Le confinement, ça n'a pas eu que des inconvénients. Comme cette période était une parenthèse dans ma vie , je me devais de faire tous ces trucs un poil pénibles que je reportais depuis des années. C'est ainsi que je me suis attaquée à la peinture des volets et fenêtres. Les premières semaines, la météo était de la partie. Ça avançait assez vite. Puis le temps incertain certains jours m'a fait délaisser mes peintures. Le printemps étant bien installé, j'ai nettoyé mes parterres et sous bois. J'ai donc rempli de feuilles mortes un grand nombre de sacs que nous avons pu porter à la déchetterie sur rendez-vous. J'ai ensuite décidé, comme l'hiver n'a pas été froid du tout, de récupérer un maximum de mes plantes d'extérieur de l'année d'avant et d'en tirer le meilleur parti possible pour remplir pots et jardinières sans acheter de plants cette année.

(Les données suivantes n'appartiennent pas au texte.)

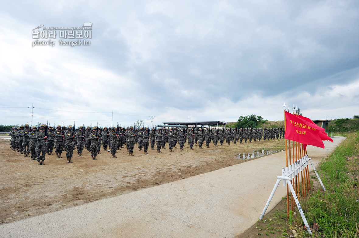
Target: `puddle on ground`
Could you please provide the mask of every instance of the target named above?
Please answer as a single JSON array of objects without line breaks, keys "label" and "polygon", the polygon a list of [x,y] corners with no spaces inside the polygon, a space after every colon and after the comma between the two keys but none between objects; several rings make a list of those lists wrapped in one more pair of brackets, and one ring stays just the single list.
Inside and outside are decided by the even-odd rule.
[{"label": "puddle on ground", "polygon": [[237,159],[238,159],[245,160],[248,159],[258,158],[261,156],[264,156],[267,155],[278,153],[283,151],[283,150],[255,150],[252,153],[242,153],[239,154],[237,156]]}]

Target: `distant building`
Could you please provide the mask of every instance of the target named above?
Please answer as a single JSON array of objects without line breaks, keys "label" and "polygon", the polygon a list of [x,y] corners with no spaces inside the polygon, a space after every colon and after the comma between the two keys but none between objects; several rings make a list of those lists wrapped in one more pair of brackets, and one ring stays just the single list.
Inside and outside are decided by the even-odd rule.
[{"label": "distant building", "polygon": [[329,131],[329,120],[317,120],[313,121],[313,122],[317,124],[318,126],[320,126],[322,128],[325,129],[325,132],[328,134]]}]

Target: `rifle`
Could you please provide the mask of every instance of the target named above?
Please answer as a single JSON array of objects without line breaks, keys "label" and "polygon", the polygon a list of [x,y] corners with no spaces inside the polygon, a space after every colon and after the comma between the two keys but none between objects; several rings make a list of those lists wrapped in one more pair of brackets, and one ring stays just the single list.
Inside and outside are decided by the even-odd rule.
[{"label": "rifle", "polygon": [[47,124],[46,124],[46,127],[45,127],[45,136],[47,136],[47,125],[48,125],[48,120],[47,120]]},{"label": "rifle", "polygon": [[[96,136],[97,137],[98,137],[98,122],[97,122],[97,127],[96,128]],[[98,138],[97,138],[97,141],[98,141]]]},{"label": "rifle", "polygon": [[[71,132],[72,132],[71,134],[72,134],[72,135],[73,136],[74,136],[75,135],[75,121],[74,121],[74,126],[72,127],[72,131]],[[75,137],[73,137],[72,138],[72,140],[74,141],[75,141]]]}]

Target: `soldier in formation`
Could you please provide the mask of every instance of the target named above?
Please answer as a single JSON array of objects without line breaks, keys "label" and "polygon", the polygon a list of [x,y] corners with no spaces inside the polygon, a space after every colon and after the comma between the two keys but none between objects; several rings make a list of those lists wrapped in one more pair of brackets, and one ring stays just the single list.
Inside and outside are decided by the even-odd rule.
[{"label": "soldier in formation", "polygon": [[47,140],[46,144],[46,153],[47,155],[52,154],[52,150],[55,145],[55,134],[52,127],[49,126],[47,130]]},{"label": "soldier in formation", "polygon": [[36,132],[36,137],[37,139],[36,147],[36,160],[38,165],[44,165],[45,154],[46,153],[46,139],[47,139],[45,132],[45,127],[46,125],[41,124],[39,128],[39,131]]},{"label": "soldier in formation", "polygon": [[25,125],[25,128],[23,130],[23,152],[25,155],[24,157],[27,157],[30,153],[30,150],[29,148],[29,144],[30,143],[30,133],[31,133],[30,130],[29,128],[30,126],[28,124]]}]

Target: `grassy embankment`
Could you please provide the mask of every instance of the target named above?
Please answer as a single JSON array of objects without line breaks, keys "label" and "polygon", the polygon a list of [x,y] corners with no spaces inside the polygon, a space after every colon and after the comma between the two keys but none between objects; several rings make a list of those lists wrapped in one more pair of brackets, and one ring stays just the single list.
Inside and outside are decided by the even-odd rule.
[{"label": "grassy embankment", "polygon": [[[314,223],[319,225],[312,229],[313,237],[359,237],[359,132],[348,134],[319,167],[326,191],[317,190],[300,201],[311,228]],[[300,216],[289,225],[298,231],[297,237],[308,237]]]}]

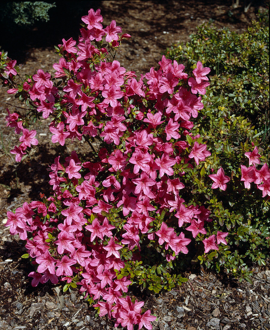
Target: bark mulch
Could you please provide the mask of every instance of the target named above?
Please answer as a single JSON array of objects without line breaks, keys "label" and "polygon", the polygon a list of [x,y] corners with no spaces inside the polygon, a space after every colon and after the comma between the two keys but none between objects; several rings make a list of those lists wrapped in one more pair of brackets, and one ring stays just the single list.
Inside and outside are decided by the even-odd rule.
[{"label": "bark mulch", "polygon": [[[68,6],[62,2],[65,5],[61,13],[55,10],[47,25],[38,25],[17,38],[21,42],[19,47],[13,48],[8,43],[1,45],[13,59],[23,64],[23,76],[41,68],[53,73],[52,64],[59,59],[54,54],[53,45],[60,43],[63,37],[76,39],[80,17],[91,7],[100,8],[105,25],[115,19],[123,33],[132,35],[116,59],[138,76],[151,66],[157,67],[167,47],[185,43],[196,27],[204,22],[210,20],[221,28],[244,32],[255,19],[255,6],[259,3],[254,1],[255,6],[245,13],[243,8],[231,7],[230,0],[95,1],[90,5],[79,1],[70,2]],[[4,89],[0,89],[0,100],[26,107]],[[49,195],[46,169],[56,155],[66,155],[73,150],[87,154],[89,147],[79,142],[63,148],[53,145],[48,122],[44,120],[33,127],[37,132],[39,146],[30,157],[17,163],[9,150],[18,143],[18,138],[5,127],[3,120],[7,106],[11,111],[19,110],[0,103],[0,329],[112,329],[114,323],[105,317],[99,317],[76,291],[63,294],[59,284],[32,287],[27,275],[33,270],[20,257],[25,253],[23,242],[11,235],[4,225],[7,211],[38,199],[40,192]],[[269,260],[267,261],[266,266],[254,266],[252,284],[240,283],[226,274],[191,267],[183,275],[189,280],[181,286],[160,295],[143,292],[138,299],[145,300],[146,307],[157,316],[154,329],[267,330],[270,329]]]}]

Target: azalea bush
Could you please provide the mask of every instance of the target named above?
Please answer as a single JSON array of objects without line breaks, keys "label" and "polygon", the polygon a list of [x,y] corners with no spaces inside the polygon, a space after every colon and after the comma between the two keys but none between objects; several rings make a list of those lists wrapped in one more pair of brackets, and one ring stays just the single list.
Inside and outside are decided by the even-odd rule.
[{"label": "azalea bush", "polygon": [[[220,148],[215,135],[194,125],[209,68],[198,61],[187,73],[163,56],[158,70],[137,77],[114,59],[130,36],[114,20],[103,27],[99,10],[82,20],[78,42],[56,47],[53,77],[40,69],[19,81],[16,61],[1,53],[3,85],[29,108],[7,110],[7,125],[21,134],[11,151],[16,160],[38,145],[30,126],[42,118],[53,143],[83,139],[91,150],[56,158],[51,195],[8,212],[6,225],[26,241],[33,286],[63,281],[64,291],[77,287],[116,326],[150,329],[155,316],[129,287],[170,290],[187,280],[179,270],[192,259],[248,280],[247,260],[263,262],[269,171],[241,118],[224,134],[219,122],[220,139],[234,139],[237,129],[249,137],[237,150],[229,139]],[[255,212],[261,228],[254,226]],[[244,251],[249,240],[253,250]]]},{"label": "azalea bush", "polygon": [[[268,11],[259,13],[257,21],[252,21],[244,33],[206,23],[198,27],[190,37],[185,46],[167,49],[166,56],[184,63],[188,70],[198,61],[211,68],[211,84],[203,97],[204,104],[211,104],[215,117],[220,106],[229,115],[247,119],[254,126],[253,135],[269,152]],[[209,122],[207,113],[204,114]],[[239,135],[244,142],[245,134]]]}]

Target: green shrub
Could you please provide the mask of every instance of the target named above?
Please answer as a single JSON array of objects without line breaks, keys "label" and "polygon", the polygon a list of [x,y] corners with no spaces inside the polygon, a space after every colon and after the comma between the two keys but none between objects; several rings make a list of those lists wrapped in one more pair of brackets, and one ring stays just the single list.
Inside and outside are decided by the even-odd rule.
[{"label": "green shrub", "polygon": [[[167,49],[166,56],[183,63],[187,70],[198,61],[210,68],[211,85],[202,101],[209,106],[205,108],[207,113],[204,115],[207,116],[211,109],[216,117],[218,107],[220,106],[225,107],[229,115],[247,118],[254,126],[254,135],[258,137],[262,146],[267,150],[269,138],[268,12],[261,14],[259,18],[259,21],[252,21],[247,32],[241,34],[227,28],[220,30],[209,23],[203,24],[191,35],[191,40],[185,47],[174,45]],[[203,120],[203,116],[198,118],[198,123]],[[206,119],[204,124],[208,121]],[[207,128],[209,127],[207,125]],[[245,138],[244,136],[238,138],[242,142]]]},{"label": "green shrub", "polygon": [[54,3],[44,1],[8,2],[1,6],[0,21],[21,26],[30,25],[39,19],[47,22],[50,19],[49,10],[55,7]]}]

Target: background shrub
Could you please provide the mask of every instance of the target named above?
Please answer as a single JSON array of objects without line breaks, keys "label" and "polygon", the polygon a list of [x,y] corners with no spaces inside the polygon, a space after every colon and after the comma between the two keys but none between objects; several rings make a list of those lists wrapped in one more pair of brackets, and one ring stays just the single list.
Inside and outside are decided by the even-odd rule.
[{"label": "background shrub", "polygon": [[7,2],[1,6],[0,21],[6,22],[9,26],[13,23],[20,26],[28,26],[40,19],[47,22],[50,19],[49,10],[55,7],[55,3],[44,1]]},{"label": "background shrub", "polygon": [[[191,170],[189,175],[196,194],[194,201],[200,200],[212,210],[214,223],[229,232],[230,247],[207,255],[197,252],[193,260],[218,271],[220,267],[227,269],[240,280],[250,280],[251,262],[264,264],[263,259],[269,255],[268,202],[262,204],[255,185],[250,190],[244,188],[239,165],[248,166],[244,154],[254,146],[263,154],[262,160],[269,162],[268,12],[259,14],[258,19],[240,34],[203,24],[185,46],[174,45],[166,53],[184,63],[187,70],[194,69],[198,61],[211,69],[210,86],[202,96],[205,106],[194,120],[191,131],[207,141],[212,154],[204,166]],[[207,174],[213,170],[216,173],[221,167],[225,174],[231,174],[226,192],[210,188],[206,179]],[[183,264],[186,262],[188,259]]]},{"label": "background shrub", "polygon": [[[254,126],[254,137],[269,151],[269,28],[268,11],[259,14],[245,33],[219,29],[209,23],[197,28],[185,46],[167,49],[166,56],[188,70],[198,61],[209,67],[211,85],[202,97],[205,106],[197,120],[207,130],[220,115],[246,118]],[[221,107],[222,113],[220,111]],[[211,116],[211,114],[214,114]],[[245,141],[240,134],[237,143]]]}]

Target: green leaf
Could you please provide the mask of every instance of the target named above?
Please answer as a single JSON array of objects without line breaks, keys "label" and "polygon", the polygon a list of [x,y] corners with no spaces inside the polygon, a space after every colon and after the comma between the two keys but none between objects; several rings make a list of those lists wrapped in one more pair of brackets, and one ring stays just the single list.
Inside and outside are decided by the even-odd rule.
[{"label": "green leaf", "polygon": [[66,284],[66,285],[64,286],[64,287],[63,288],[63,292],[65,292],[69,287],[69,283],[67,284]]},{"label": "green leaf", "polygon": [[204,168],[204,166],[203,166],[202,168],[202,169],[201,170],[201,171],[200,172],[200,174],[201,175],[201,177],[202,178],[204,176],[205,173],[205,169]]}]

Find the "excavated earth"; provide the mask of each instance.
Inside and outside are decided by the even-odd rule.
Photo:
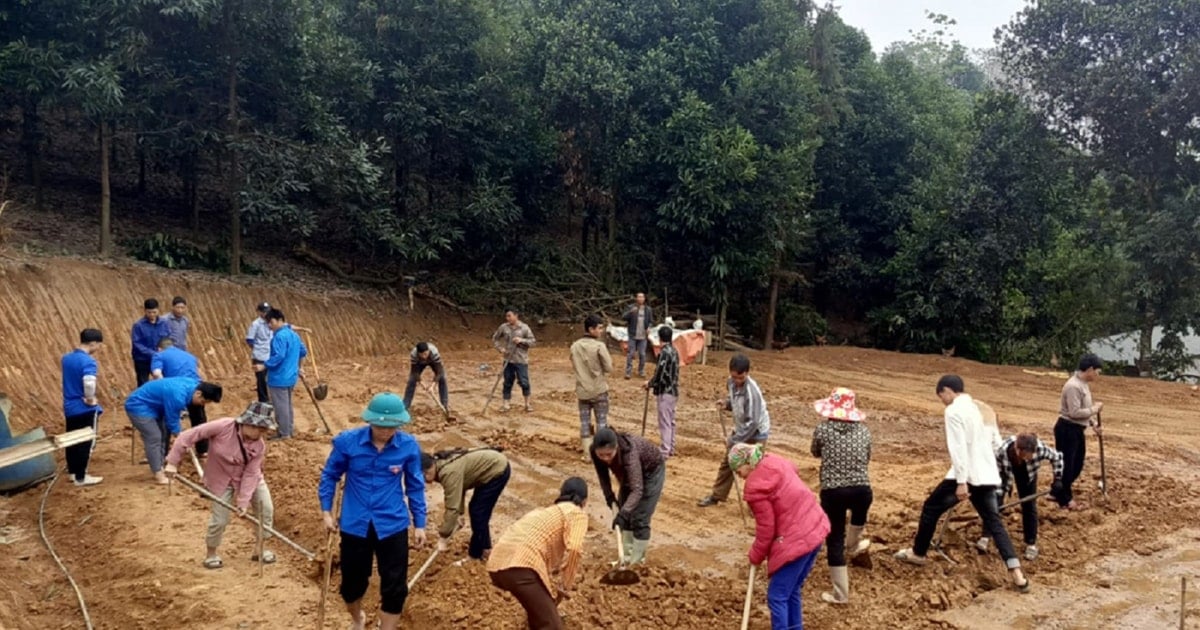
[[[413,342],[427,338],[438,344],[460,421],[444,421],[433,401],[418,391],[416,420],[408,431],[430,450],[504,446],[514,475],[497,506],[493,535],[528,510],[548,504],[565,476],[581,475],[598,492],[595,474],[577,451],[578,421],[566,352],[577,326],[535,326],[541,343],[533,350],[530,370],[533,413],[502,414],[493,403],[484,415],[499,368],[487,341],[498,323],[491,318],[461,317],[422,301],[410,313],[407,304],[388,294],[289,289],[266,280],[238,283],[78,259],[0,262],[0,390],[14,401],[16,427],[61,431],[58,356],[72,346],[79,328],[100,325],[108,335],[98,359],[109,412],[101,422],[102,439],[91,464],[104,482],[76,488],[60,481],[49,491],[44,510],[47,534],[78,581],[96,628],[316,625],[322,563],[275,545],[280,562],[259,577],[250,560],[254,529],[232,523],[222,547],[226,566],[205,570],[200,560],[206,503],[184,488],[168,493],[150,484],[144,466],[131,463],[128,422],[120,412],[120,401],[132,386],[128,325],[139,314],[144,295],[162,299],[175,293],[190,298],[193,352],[202,368],[226,385],[226,400],[210,410],[210,418],[235,415],[253,396],[240,337],[253,314],[252,305],[269,299],[293,322],[316,331],[320,379],[330,390],[322,410],[335,432],[355,426],[373,392],[402,391]],[[683,371],[679,455],[668,464],[640,584],[600,584],[616,552],[605,530],[601,502],[588,506],[593,520],[582,574],[575,596],[562,605],[569,628],[738,628],[752,523],[743,526],[733,502],[707,510],[695,506],[707,493],[721,456],[721,430],[712,401],[721,394],[727,359],[728,354],[712,353],[708,365]],[[1064,514],[1040,504],[1042,556],[1027,563],[1034,588],[1021,595],[1006,588],[995,553],[979,556],[971,548],[979,535],[977,522],[949,528],[946,548],[954,564],[935,560],[913,568],[898,564],[890,552],[911,544],[920,503],[948,466],[941,403],[932,395],[937,377],[961,374],[968,391],[997,409],[1006,433],[1033,430],[1052,442],[1064,374],[847,347],[756,353],[752,361],[772,414],[770,448],[798,462],[811,486],[817,484],[818,466],[808,452],[817,422],[812,400],[838,385],[856,389],[875,436],[870,566],[851,569],[854,604],[833,607],[820,600],[821,590],[828,588],[822,557],[804,588],[806,626],[1157,629],[1180,623],[1180,578],[1200,568],[1195,516],[1200,506],[1200,397],[1190,388],[1116,377],[1094,385],[1097,400],[1106,403],[1109,498],[1098,490],[1098,449],[1090,437],[1078,487],[1092,508]],[[611,385],[612,424],[641,431],[643,394],[637,380],[617,376]],[[276,528],[323,553],[316,486],[329,436],[302,390],[295,403],[301,434],[272,443],[265,470]],[[658,438],[653,409],[647,434]],[[1042,484],[1049,485],[1049,479]],[[0,542],[6,547],[0,553],[0,626],[6,629],[83,626],[74,592],[38,536],[46,490],[43,484],[0,498]],[[438,486],[431,488],[428,499],[433,527],[442,512]],[[1019,539],[1019,515],[1008,515],[1007,523]],[[428,553],[428,548],[413,551],[410,572]],[[458,534],[451,553],[438,558],[414,587],[404,628],[523,626],[520,607],[491,586],[480,564],[451,564],[464,554],[466,536]],[[336,574],[334,583],[325,626],[343,628]],[[760,576],[754,587],[751,628],[769,628],[766,584]],[[366,601],[374,619],[374,587]],[[1200,613],[1188,614],[1186,624],[1200,628]]]

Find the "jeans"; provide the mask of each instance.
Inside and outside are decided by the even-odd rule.
[[[504,366],[504,388],[500,390],[505,401],[512,400],[512,382],[521,384],[521,394],[529,397],[529,364],[508,364]]]
[[[608,392],[590,401],[580,401],[580,437],[592,437],[592,414],[596,416],[596,431],[608,426]]]
[[[850,511],[850,524],[863,527],[872,500],[871,486],[821,490],[821,509],[829,517],[829,535],[826,536],[829,566],[846,566],[846,511]]]
[[[1072,484],[1084,472],[1084,456],[1087,455],[1085,427],[1060,418],[1054,425],[1054,448],[1062,452],[1062,493],[1055,500],[1066,506],[1075,498]]]
[[[637,376],[646,376],[646,340],[635,340],[630,337],[629,349],[625,352],[625,376],[628,377],[634,370],[634,355],[637,355]]]
[[[767,587],[767,606],[770,608],[772,630],[803,630],[804,617],[800,607],[800,589],[816,564],[821,547],[780,566],[770,576]]]
[[[512,476],[512,467],[505,467],[504,473],[479,486],[470,493],[470,503],[467,504],[467,514],[470,516],[470,545],[467,547],[467,556],[482,559],[484,552],[492,548],[492,510],[496,502],[500,500],[504,486],[509,485]]]
[[[917,539],[912,544],[912,551],[917,556],[924,557],[929,552],[929,546],[934,541],[934,532],[937,529],[937,521],[950,508],[959,504],[959,498],[955,494],[958,487],[959,484],[953,479],[943,479],[922,505]],[[1004,559],[1004,565],[1009,569],[1019,568],[1021,562],[1016,559],[1013,540],[1008,538],[1004,522],[1000,518],[1000,506],[996,505],[996,486],[967,486],[967,492],[971,497],[971,505],[983,518],[984,534],[996,541],[996,550]]]

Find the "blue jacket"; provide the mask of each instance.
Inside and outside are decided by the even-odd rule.
[[[83,402],[83,377],[100,372],[96,359],[79,348],[62,355],[62,415],[104,413],[100,406]]]
[[[130,418],[162,420],[167,422],[167,431],[172,436],[178,436],[179,416],[192,402],[196,386],[199,384],[199,380],[185,377],[149,380],[125,398],[125,413]]]
[[[130,335],[133,337],[133,360],[149,361],[158,352],[158,342],[170,336],[170,326],[161,317],[154,324],[143,317],[133,323]]]
[[[292,330],[292,324],[276,330],[271,335],[271,356],[264,362],[266,386],[294,388],[300,376],[300,360],[305,356],[308,356],[308,348],[304,347],[300,335]]]
[[[150,360],[150,373],[162,370],[163,378],[187,377],[200,380],[199,362],[187,350],[169,346],[155,353]]]
[[[367,527],[374,524],[376,535],[385,539],[408,529],[409,512],[413,524],[425,529],[425,473],[413,436],[396,432],[380,451],[371,443],[370,426],[338,433],[320,472],[322,510],[334,509],[334,490],[343,475],[342,532],[366,538]]]

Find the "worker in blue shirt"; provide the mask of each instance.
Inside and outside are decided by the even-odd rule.
[[[79,332],[79,346],[62,355],[62,415],[66,416],[67,431],[98,427],[100,414],[104,409],[96,400],[100,366],[92,354],[103,344],[103,334],[94,328],[84,329]],[[88,462],[95,443],[92,439],[66,449],[67,472],[74,478],[77,486],[95,486],[104,480],[88,474]]]
[[[342,490],[341,595],[350,614],[350,628],[362,630],[362,595],[371,580],[371,557],[378,558],[382,630],[395,630],[408,598],[408,528],[413,542],[425,546],[425,474],[421,448],[408,433],[397,432],[410,421],[404,401],[391,392],[376,394],[362,412],[370,426],[343,431],[320,472],[322,516],[330,532],[334,491]],[[407,498],[407,505],[406,505]],[[408,515],[413,518],[409,522]]]
[[[158,352],[158,341],[170,336],[167,320],[158,317],[158,300],[146,298],[142,307],[145,316],[134,322],[133,330],[130,331],[133,340],[133,374],[139,388],[150,380],[150,362],[154,353]]]
[[[167,456],[170,439],[179,434],[179,418],[191,404],[221,402],[221,385],[204,383],[194,378],[174,377],[151,380],[133,390],[125,398],[125,414],[133,428],[142,434],[146,463],[155,481],[167,484],[162,461]]]
[[[175,340],[164,338],[158,342],[158,352],[155,353],[154,360],[150,361],[150,378],[175,378],[185,377],[200,380],[200,366],[196,356],[178,348],[175,346]],[[192,428],[196,428],[209,420],[208,414],[204,412],[203,404],[191,404],[187,406],[187,419],[192,422]],[[202,439],[196,443],[196,454],[200,457],[208,457],[209,455],[209,440]]]

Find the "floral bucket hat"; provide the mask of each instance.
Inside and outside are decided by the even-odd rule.
[[[847,422],[860,422],[866,414],[854,406],[854,390],[838,388],[828,398],[822,398],[812,403],[812,408],[824,418],[830,420],[844,420]]]

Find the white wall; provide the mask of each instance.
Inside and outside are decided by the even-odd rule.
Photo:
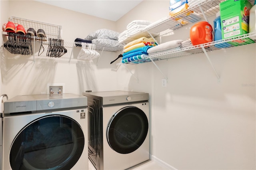
[[[89,33],[101,28],[116,30],[114,22],[35,1],[1,1],[1,26],[11,16],[61,25],[62,38],[67,41],[74,42],[77,38],[84,39]],[[40,94],[47,91],[48,83],[64,83],[65,93],[79,94],[87,90],[117,89],[116,71],[112,70],[116,66],[110,63],[120,53],[103,51],[96,65],[99,58],[91,61],[77,59],[80,47],[74,47],[72,53],[72,48],[67,48],[67,54],[53,58],[46,56],[47,44],[44,45],[44,53],[38,56],[40,46],[40,43],[36,44],[34,63],[33,56],[14,55],[3,49],[1,93],[7,94],[9,98],[16,95]]]
[[[117,22],[118,31],[133,20],[154,22],[168,16],[168,3],[143,1]],[[149,11],[152,15],[145,14]],[[214,18],[209,19],[212,25]],[[191,26],[162,43],[186,40]],[[131,88],[152,83],[154,157],[180,170],[255,169],[256,49],[254,44],[208,53],[220,83],[204,54],[156,62],[168,78],[166,87],[152,63],[128,67],[139,77],[138,83],[131,77]]]
[[[133,20],[153,22],[168,15],[168,0],[145,0],[115,22],[36,2],[5,1],[0,1],[1,25],[11,16],[60,25],[67,41],[100,28],[121,32]],[[21,12],[28,4],[29,10]],[[80,29],[73,26],[78,24]],[[163,38],[162,42],[186,40],[189,26]],[[163,76],[152,63],[126,65],[135,77],[124,65],[115,70],[117,67],[109,63],[120,52],[104,52],[98,65],[97,59],[77,61],[79,48],[70,63],[68,55],[59,60],[36,56],[33,65],[32,57],[6,50],[1,53],[0,92],[10,97],[38,94],[46,91],[47,83],[65,83],[66,93],[149,93],[153,158],[180,170],[255,169],[256,47],[254,44],[209,53],[220,83],[204,54],[156,61],[168,79],[166,87],[162,87]]]

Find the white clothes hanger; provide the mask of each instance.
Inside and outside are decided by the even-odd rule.
[[[95,44],[82,43],[82,47],[77,59],[89,60],[100,56],[100,54],[95,51]]]

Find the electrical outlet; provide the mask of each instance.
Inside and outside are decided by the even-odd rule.
[[[167,81],[166,81],[166,79],[162,79],[162,87],[166,87],[167,83]]]

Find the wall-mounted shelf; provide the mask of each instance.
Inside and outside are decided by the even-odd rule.
[[[157,36],[168,35],[171,32],[177,30],[184,26],[194,23],[204,19],[205,17],[210,17],[216,15],[220,10],[219,4],[223,0],[204,0],[198,4],[189,8],[173,16],[168,16],[148,25],[140,32],[132,37],[128,38],[124,42],[128,43],[141,37],[151,37],[150,34],[157,35]],[[202,8],[204,12],[202,13]],[[192,14],[191,14],[192,13]],[[190,15],[189,15],[190,14]],[[182,24],[179,19],[182,19],[186,23]]]
[[[225,0],[204,0],[200,1],[198,4],[189,7],[188,9],[181,12],[171,16],[168,16],[152,23],[145,28],[142,32],[138,33],[133,37],[128,38],[124,42],[128,43],[142,37],[152,37],[154,38],[156,37],[153,37],[152,35],[156,35],[157,34],[158,34],[158,36],[169,35],[169,33],[184,26],[187,26],[188,24],[195,23],[204,19],[209,22],[208,18],[215,16],[216,13],[220,11],[220,3]],[[248,0],[248,1],[252,4],[253,2],[254,2],[254,0]],[[244,42],[243,39],[250,38],[251,36],[255,36],[256,34],[256,33],[253,32],[230,38],[212,42],[184,48],[180,48],[173,51],[169,51],[168,52],[163,51],[157,54],[152,55],[150,54],[148,57],[143,59],[132,61],[125,63],[120,62],[116,65],[120,65],[128,63],[139,64],[152,62],[161,73],[168,80],[167,77],[161,71],[155,63],[155,61],[204,53],[216,75],[218,78],[218,82],[220,82],[220,76],[210,61],[207,53],[208,52],[247,45]],[[233,41],[238,42],[238,44],[234,45],[228,43],[228,42]],[[256,41],[252,40],[252,42],[255,43]],[[228,45],[224,45],[222,46],[222,45],[225,43],[227,43]]]
[[[222,45],[222,47],[223,47],[222,48],[218,48],[216,47],[216,45],[218,45],[219,46],[220,46],[221,47],[221,44],[222,43],[227,43],[228,42],[231,42],[232,41],[236,41],[237,42],[238,42],[239,45],[238,46],[240,45],[247,45],[247,44],[243,42],[243,41],[242,40],[243,39],[250,38],[250,36],[255,36],[256,35],[256,32],[249,33],[232,38],[192,46],[191,47],[187,47],[184,48],[180,48],[178,49],[168,51],[168,52],[163,52],[161,53],[152,55],[150,55],[150,55],[143,59],[131,61],[126,63],[117,63],[116,65],[119,65],[120,64],[125,64],[126,63],[138,64],[150,62],[151,61],[150,59],[152,59],[153,61],[157,61],[168,59],[171,58],[185,56],[199,53],[204,53],[204,51],[202,48],[202,47],[204,47],[206,52],[209,52],[221,49],[223,49],[237,47],[230,44],[228,44],[228,45],[230,45],[229,47],[227,47],[226,45],[225,46],[225,44],[224,44]],[[256,42],[256,40],[253,40],[252,41],[254,42]]]

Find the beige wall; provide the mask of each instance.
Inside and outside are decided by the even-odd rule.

J'ai ainsi ressuscité mes Bégonias dragons qui vont faire leur troisième été.
Puis, j'ai rassemblé les bégonias qui se trouvaient dans les vasques pour combler les jardinières de la terrasse. Le seul hic, c'est que c'est un peu dépareillé du coup mais ça fait une touche de couleur, c'est le principal.
Après avoir prélevé les bégonias de la couleurs qui m'interressait pour mes jardinières, il me reste encore des bégonias dans mes vasques. Alors qu'ils étaient nombreux et de couleurs variées l'année passée, ils se retrouvent de couleur unie et plus clairsemés. L'important, c'est que j'ai ma touche de couleur.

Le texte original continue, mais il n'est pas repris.